I need a list of vectors which groups the available colors of each dress:
[[1]]
yellow
[[2]]
red
[[3]]
green purple yellow
[[4]]
purple red
Preserving the IDs of the dresses would be nice (e.g. a dataframe where this list is the second column and the IDs are the first), but not necessary.
I wrote a loop which goes through the dataframe row for row, and while the next ID is the same, it adds the color to a vector. (I am sure that the data is sorted by ID). When the ID in the first column changes, it adds the vector to a list:
result <- NULL
while(blah blah)
{
some code which creates the vector called "colors"
result[[dressCounter]] <- colors
dressCounter <- dressCounter + 1
}
After wrestling with getting all the necessary counting variables correct, I found out to my dismay that it doesn't work. The first time, colors
is
[1] yellow
Levels: green yellow purple red blue
and it gets coerced into an integer, so result
becomes 2
.
In the second loop repetition, colors
only contains red, and result
becomes a simple integer vector, [1] 2 4
.
In the third repetition, colors
is a vector now,
[1] green purple yellow
Levels: green yellow purple red blue
and I get
result[[3]] <- colors
Error in result[[3]] <- colors :
more elements supplied than there are to replace
What am I doing wrong? Is there a way to initialize result
so it doesn't get converted into a numeric vector, but becomes a list of vectors?
Also, is there another way to do the whole thing than "roll my own"?
split.data.frame
is a good way to organize this; then extract the color component.

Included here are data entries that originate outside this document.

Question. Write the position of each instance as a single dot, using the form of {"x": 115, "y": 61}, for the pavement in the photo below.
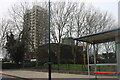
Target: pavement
{"x": 35, "y": 75}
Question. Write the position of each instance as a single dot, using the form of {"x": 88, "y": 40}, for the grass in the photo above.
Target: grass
{"x": 78, "y": 67}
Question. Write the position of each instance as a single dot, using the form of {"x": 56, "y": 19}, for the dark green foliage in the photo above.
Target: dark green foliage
{"x": 66, "y": 55}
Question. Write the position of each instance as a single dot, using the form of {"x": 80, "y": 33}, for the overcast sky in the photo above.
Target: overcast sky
{"x": 111, "y": 6}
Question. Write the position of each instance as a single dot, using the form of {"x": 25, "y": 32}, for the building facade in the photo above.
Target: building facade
{"x": 35, "y": 28}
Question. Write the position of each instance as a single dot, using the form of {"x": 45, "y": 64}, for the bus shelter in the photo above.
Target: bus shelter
{"x": 102, "y": 37}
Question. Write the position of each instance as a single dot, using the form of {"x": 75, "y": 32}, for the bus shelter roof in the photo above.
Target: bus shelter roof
{"x": 101, "y": 37}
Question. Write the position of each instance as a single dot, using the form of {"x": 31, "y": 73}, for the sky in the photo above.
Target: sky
{"x": 111, "y": 6}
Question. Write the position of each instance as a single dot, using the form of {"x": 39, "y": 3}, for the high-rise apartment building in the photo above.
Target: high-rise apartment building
{"x": 35, "y": 28}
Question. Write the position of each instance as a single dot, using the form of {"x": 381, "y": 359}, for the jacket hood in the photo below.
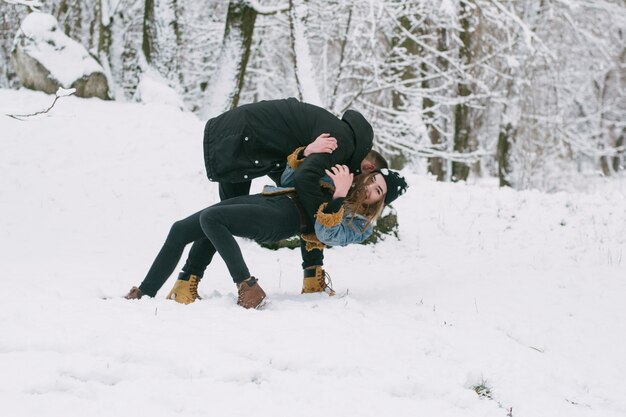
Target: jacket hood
{"x": 363, "y": 137}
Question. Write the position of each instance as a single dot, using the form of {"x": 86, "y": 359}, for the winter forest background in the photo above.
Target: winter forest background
{"x": 530, "y": 91}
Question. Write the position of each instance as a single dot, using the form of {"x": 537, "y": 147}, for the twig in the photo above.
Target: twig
{"x": 61, "y": 92}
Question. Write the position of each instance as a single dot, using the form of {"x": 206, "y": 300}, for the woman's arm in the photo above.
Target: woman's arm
{"x": 337, "y": 228}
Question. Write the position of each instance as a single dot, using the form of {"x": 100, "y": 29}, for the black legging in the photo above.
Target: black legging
{"x": 257, "y": 217}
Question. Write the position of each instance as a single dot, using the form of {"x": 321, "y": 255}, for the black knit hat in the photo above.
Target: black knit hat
{"x": 396, "y": 184}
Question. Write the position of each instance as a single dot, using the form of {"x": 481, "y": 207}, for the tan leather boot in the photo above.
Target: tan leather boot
{"x": 249, "y": 293}
{"x": 185, "y": 291}
{"x": 134, "y": 294}
{"x": 317, "y": 280}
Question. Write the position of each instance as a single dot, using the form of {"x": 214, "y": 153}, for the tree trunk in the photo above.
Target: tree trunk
{"x": 303, "y": 65}
{"x": 436, "y": 165}
{"x": 460, "y": 170}
{"x": 149, "y": 31}
{"x": 227, "y": 83}
{"x": 503, "y": 155}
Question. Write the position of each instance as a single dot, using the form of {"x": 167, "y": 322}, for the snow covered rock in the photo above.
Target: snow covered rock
{"x": 154, "y": 89}
{"x": 46, "y": 59}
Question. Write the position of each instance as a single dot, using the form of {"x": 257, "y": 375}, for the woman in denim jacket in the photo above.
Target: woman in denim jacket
{"x": 345, "y": 218}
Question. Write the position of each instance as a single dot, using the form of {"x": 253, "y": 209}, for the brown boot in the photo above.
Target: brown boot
{"x": 185, "y": 291}
{"x": 317, "y": 280}
{"x": 250, "y": 293}
{"x": 134, "y": 294}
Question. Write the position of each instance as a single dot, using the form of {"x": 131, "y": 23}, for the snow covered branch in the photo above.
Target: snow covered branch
{"x": 61, "y": 92}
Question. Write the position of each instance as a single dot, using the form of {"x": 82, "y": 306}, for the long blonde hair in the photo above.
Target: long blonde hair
{"x": 354, "y": 201}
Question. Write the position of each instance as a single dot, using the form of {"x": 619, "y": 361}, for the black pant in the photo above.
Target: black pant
{"x": 195, "y": 261}
{"x": 257, "y": 217}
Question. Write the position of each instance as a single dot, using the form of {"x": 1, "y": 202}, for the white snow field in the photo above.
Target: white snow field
{"x": 522, "y": 293}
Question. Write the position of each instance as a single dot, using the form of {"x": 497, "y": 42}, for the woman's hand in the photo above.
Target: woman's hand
{"x": 324, "y": 143}
{"x": 342, "y": 177}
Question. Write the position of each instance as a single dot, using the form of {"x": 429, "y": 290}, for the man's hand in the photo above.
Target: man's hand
{"x": 324, "y": 143}
{"x": 342, "y": 177}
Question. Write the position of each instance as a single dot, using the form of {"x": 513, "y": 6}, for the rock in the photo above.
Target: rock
{"x": 46, "y": 59}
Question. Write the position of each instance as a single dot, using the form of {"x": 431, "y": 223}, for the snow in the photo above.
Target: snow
{"x": 520, "y": 291}
{"x": 154, "y": 89}
{"x": 66, "y": 59}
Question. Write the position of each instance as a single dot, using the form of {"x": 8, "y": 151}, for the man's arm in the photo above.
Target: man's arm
{"x": 308, "y": 174}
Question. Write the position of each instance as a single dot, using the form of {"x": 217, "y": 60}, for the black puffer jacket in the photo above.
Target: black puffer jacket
{"x": 255, "y": 139}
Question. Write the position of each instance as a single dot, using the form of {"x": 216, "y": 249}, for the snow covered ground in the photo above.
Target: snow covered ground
{"x": 519, "y": 292}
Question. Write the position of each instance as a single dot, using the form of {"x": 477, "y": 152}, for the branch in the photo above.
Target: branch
{"x": 31, "y": 4}
{"x": 61, "y": 92}
{"x": 266, "y": 10}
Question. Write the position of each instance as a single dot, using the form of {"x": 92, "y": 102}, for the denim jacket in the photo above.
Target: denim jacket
{"x": 333, "y": 229}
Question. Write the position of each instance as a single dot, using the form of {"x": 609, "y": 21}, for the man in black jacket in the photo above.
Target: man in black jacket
{"x": 254, "y": 140}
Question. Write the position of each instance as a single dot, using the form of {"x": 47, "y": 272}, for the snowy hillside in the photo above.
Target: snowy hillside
{"x": 516, "y": 295}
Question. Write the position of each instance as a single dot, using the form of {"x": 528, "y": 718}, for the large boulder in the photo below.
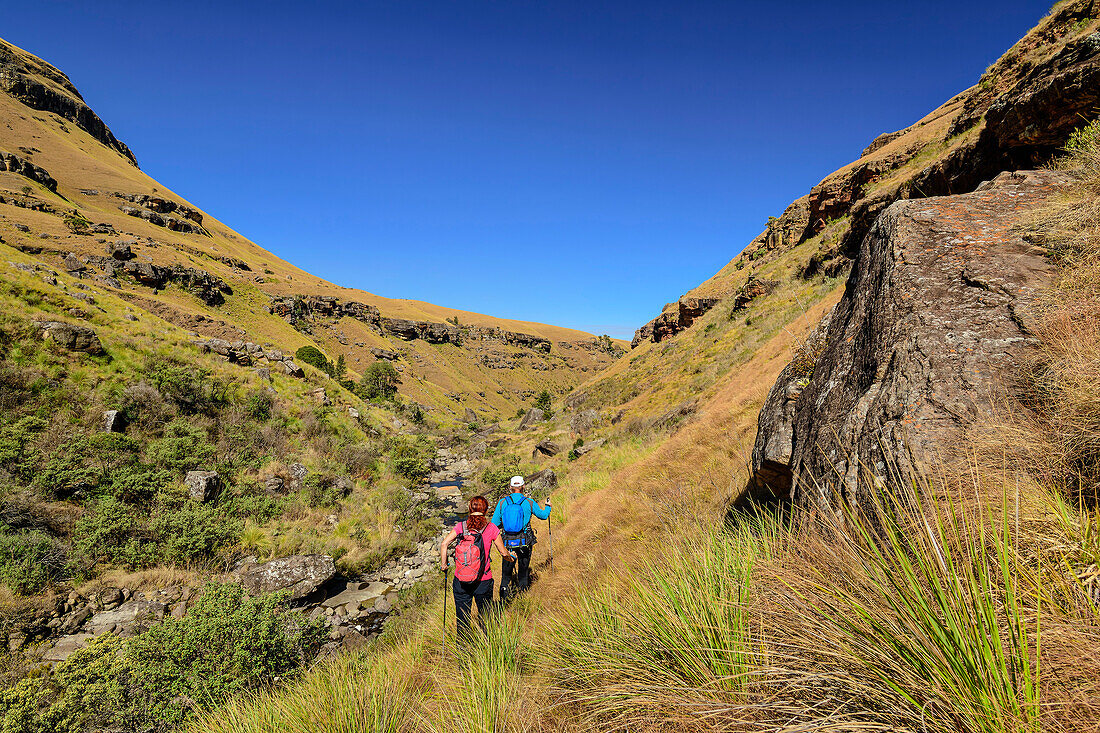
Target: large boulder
{"x": 541, "y": 483}
{"x": 936, "y": 315}
{"x": 534, "y": 415}
{"x": 299, "y": 575}
{"x": 127, "y": 619}
{"x": 548, "y": 448}
{"x": 72, "y": 337}
{"x": 202, "y": 485}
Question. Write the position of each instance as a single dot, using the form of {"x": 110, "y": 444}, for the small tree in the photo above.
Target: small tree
{"x": 380, "y": 381}
{"x": 314, "y": 357}
{"x": 543, "y": 401}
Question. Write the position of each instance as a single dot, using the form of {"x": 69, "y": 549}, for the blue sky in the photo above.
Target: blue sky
{"x": 574, "y": 163}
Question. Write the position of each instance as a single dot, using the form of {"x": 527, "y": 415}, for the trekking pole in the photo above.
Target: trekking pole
{"x": 550, "y": 532}
{"x": 444, "y": 614}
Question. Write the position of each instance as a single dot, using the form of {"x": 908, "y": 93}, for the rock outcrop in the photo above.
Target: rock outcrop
{"x": 70, "y": 337}
{"x": 937, "y": 310}
{"x": 674, "y": 318}
{"x": 28, "y": 170}
{"x": 22, "y": 76}
{"x": 298, "y": 575}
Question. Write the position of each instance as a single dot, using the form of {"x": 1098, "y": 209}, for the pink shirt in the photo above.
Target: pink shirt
{"x": 488, "y": 534}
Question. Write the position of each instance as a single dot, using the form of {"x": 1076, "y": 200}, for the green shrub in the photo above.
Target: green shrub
{"x": 183, "y": 448}
{"x": 496, "y": 477}
{"x": 322, "y": 490}
{"x": 29, "y": 560}
{"x": 380, "y": 381}
{"x": 194, "y": 532}
{"x": 260, "y": 404}
{"x": 101, "y": 533}
{"x": 411, "y": 459}
{"x": 545, "y": 401}
{"x": 228, "y": 644}
{"x": 189, "y": 387}
{"x": 17, "y": 453}
{"x": 314, "y": 357}
{"x": 87, "y": 461}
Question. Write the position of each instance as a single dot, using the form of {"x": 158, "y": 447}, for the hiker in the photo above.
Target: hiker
{"x": 513, "y": 516}
{"x": 473, "y": 572}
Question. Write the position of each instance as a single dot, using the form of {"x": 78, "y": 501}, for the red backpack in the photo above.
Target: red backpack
{"x": 469, "y": 556}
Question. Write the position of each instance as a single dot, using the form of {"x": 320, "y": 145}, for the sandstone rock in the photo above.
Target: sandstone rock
{"x": 547, "y": 448}
{"x": 534, "y": 415}
{"x": 674, "y": 318}
{"x": 589, "y": 447}
{"x": 583, "y": 420}
{"x": 72, "y": 337}
{"x": 65, "y": 646}
{"x": 937, "y": 310}
{"x": 127, "y": 619}
{"x": 541, "y": 482}
{"x": 358, "y": 598}
{"x": 202, "y": 485}
{"x": 113, "y": 422}
{"x": 300, "y": 575}
{"x": 120, "y": 251}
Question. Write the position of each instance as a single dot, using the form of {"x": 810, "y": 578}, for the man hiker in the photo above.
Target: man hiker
{"x": 513, "y": 516}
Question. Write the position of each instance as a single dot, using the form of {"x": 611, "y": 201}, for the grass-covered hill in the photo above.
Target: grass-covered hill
{"x": 75, "y": 199}
{"x": 969, "y": 603}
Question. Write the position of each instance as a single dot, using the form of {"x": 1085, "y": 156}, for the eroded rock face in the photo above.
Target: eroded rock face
{"x": 674, "y": 318}
{"x": 299, "y": 575}
{"x": 28, "y": 170}
{"x": 72, "y": 337}
{"x": 936, "y": 313}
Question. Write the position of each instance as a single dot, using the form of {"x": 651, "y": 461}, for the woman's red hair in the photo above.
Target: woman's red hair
{"x": 479, "y": 506}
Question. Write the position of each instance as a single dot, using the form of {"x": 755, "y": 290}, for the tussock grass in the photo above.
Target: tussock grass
{"x": 352, "y": 695}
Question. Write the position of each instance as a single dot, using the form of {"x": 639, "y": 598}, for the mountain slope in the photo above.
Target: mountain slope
{"x": 69, "y": 187}
{"x": 1018, "y": 115}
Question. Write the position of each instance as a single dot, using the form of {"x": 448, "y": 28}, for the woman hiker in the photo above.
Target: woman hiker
{"x": 473, "y": 572}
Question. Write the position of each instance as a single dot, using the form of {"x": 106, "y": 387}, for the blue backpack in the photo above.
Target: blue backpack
{"x": 512, "y": 516}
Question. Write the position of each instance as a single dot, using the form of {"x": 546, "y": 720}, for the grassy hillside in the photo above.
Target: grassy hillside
{"x": 487, "y": 374}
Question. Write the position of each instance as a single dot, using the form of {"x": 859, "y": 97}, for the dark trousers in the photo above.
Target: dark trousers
{"x": 465, "y": 594}
{"x": 516, "y": 577}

d <- data.frame(dressId=c(6,9,10,10,10,12,12),
color=factor(c("yellow","red","green",
"purple","yellow",
"purple","red"),
levels=c("red","orange","yellow",
"green","blue","purple")))
I think the version you want is actually this:
ss <- split.data.frame(d,d$dressId)
You can get something more like the list you requested by extracting the color component:
lapply(ss,"[[","color")
In addition to split
, you should consider aggregate
. Use c
or I
as the aggregation function to get your list
column:
out <- aggregate(color ~ dressId, mydf, c)
out
# dressId color
# 1 6 yellow
# 2 9 red
# 3 10 green, purple, yellow
# 4 12 purple, red
str(out)
# 'data.frame': 4 obs. of 2 variables:
# $ dressId: int 6 9 10 12
# $ color :List of 4
# ..$ 0: chr "yellow"
# ..$ 1: chr "red"
# ..$ 2: chr "green" "purple" "yellow"
# ..$ 3: chr "purple" "red"
out$color
# $`0`
# [1] "yellow"
#
# $`1`
# [1] "red"
#
# $`2`
# [1] "green" "purple" "yellow"
#
# $`3`
# [1] "purple" "red"
Note: This works even if the "color" variable is a factor
, as in Ben's sample data (I missed that point when I posted the answer above) but you need to use I
as the aggregation function instead of c
:
out <- aggregate(color ~ dressId, d, I)
str(out)
# 'data.frame': 4 obs. of 2 variables:
# $ dressId: num 6 9 10 12
# $ color :List of 4
# ..$ 0: Factor w/ 6 levels "red","orange",..: 3
# ..$ 1: Factor w/ 6 levels "red","orange",..: 1
# ..$ 2: Factor w/ 6 levels "red","orange",..: 4 6 3
# ..$ 3: Factor w/ 6 levels "red","orange",..: 6 1
out$color
# $`0`
# [1] yellow
# Levels: red orange yellow green blue purple
#
# $`1`
# [1] red
# Levels: red orange yellow green blue purple
#
# $`2`
# [1] green purple yellow
# Levels: red orange yellow green blue purple
#
# $`3`
# [1] purple red
# Levels: red orange yellow green blue purple
Strangely, however, the default display shows the integer values:
out
# dressId color
# 1 6 3
# 2 9 1
# 3 10 4, 6, 3
# 4 12 6, 1
Assuming your data frame is saved in a variable called df
, then you can use simply group_by
and summarize
with list
function of dplyr
package like this
library('dplyr')
df %>%
group_by(dressId) %>%
summarize(colors = list(color))
Applied to your example:
df <- tribble(
~dressId, ~color,
6, 'yellow',
9, 'red',
10, 'green',
10, 'purple',
10, 'yellow',
12, 'purple',
12, 'red'
)
df %>%
group_by(dressId) %>%
summarize(colors = list(color))
# dressId colors
# 6 yellow
# 9 red
# 10 green, purple, yellow
# 12 purple, red